OpenNMT / OpenNMT-py

Open Source Neural Machine Translation and (Large) Language Models in PyTorch

https://opennmt.net/

MIT License

6.76k stars 2.25k forks source link

Confusion about the `LayerNorm`s in `TransformerEncoder` #770

Closed hfxunlp closed 6 years ago

hfxunlp commented 6 years ago

According to line 69, the input to the TransformerEncoderLayer will be normalized, but when I see line 120 and line 135, I found that the embedding to the first TransformerEncoderLayer will also be normalized. I am not sure whether this is right, since the original paper says nothing about this in section 5.4.

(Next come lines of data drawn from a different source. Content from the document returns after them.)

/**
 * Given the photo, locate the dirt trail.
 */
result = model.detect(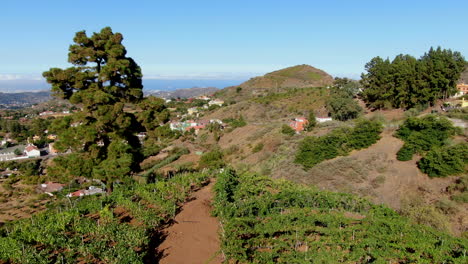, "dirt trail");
[158,182,223,264]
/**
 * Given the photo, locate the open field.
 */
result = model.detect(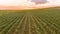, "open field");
[0,8,60,34]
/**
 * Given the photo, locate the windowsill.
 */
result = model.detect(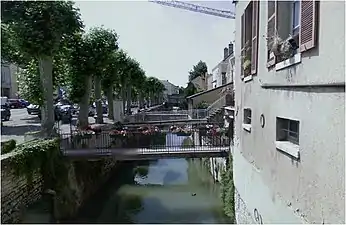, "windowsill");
[242,123,251,132]
[275,141,299,159]
[244,75,252,83]
[275,53,302,71]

guillaumekln commented 6 years ago

This is an improvement coming from the reference implementation and used as default in their Transformer configuration. See:

https://github.com/tensorflow/tensor2tensor/blob/v1.6.5/tensor2tensor/layers/common_hparams.py#L110-L112

https://github.com/tensorflow/tensor2tensor/blob/v1.6.5/tensor2tensor/models/transformer.py#L1133-L1134

hfxunlp commented 6 years ago

Thank you. It really helps. @guillaumekln

Tristan-J commented 5 years ago

This is an improvement coming from the reference implementation and used as default in their Transformer configuration. See:

https://github.com/tensorflow/tensor2tensor/blob/v1.6.5/tensor2tensor/layers/common_hparams.py#L110-L112

https://github.com/tensorflow/tensor2tensor/blob/v1.6.5/tensor2tensor/models/transformer.py#L1133-L1134

Hi Guillaumekln, still want to know why it's better... is there any mathematical explanation? Or it's according to the experimental results? Thanks!

guillaumekln commented 5 years ago

I believe it is according to experimental results from the original authors of the paper.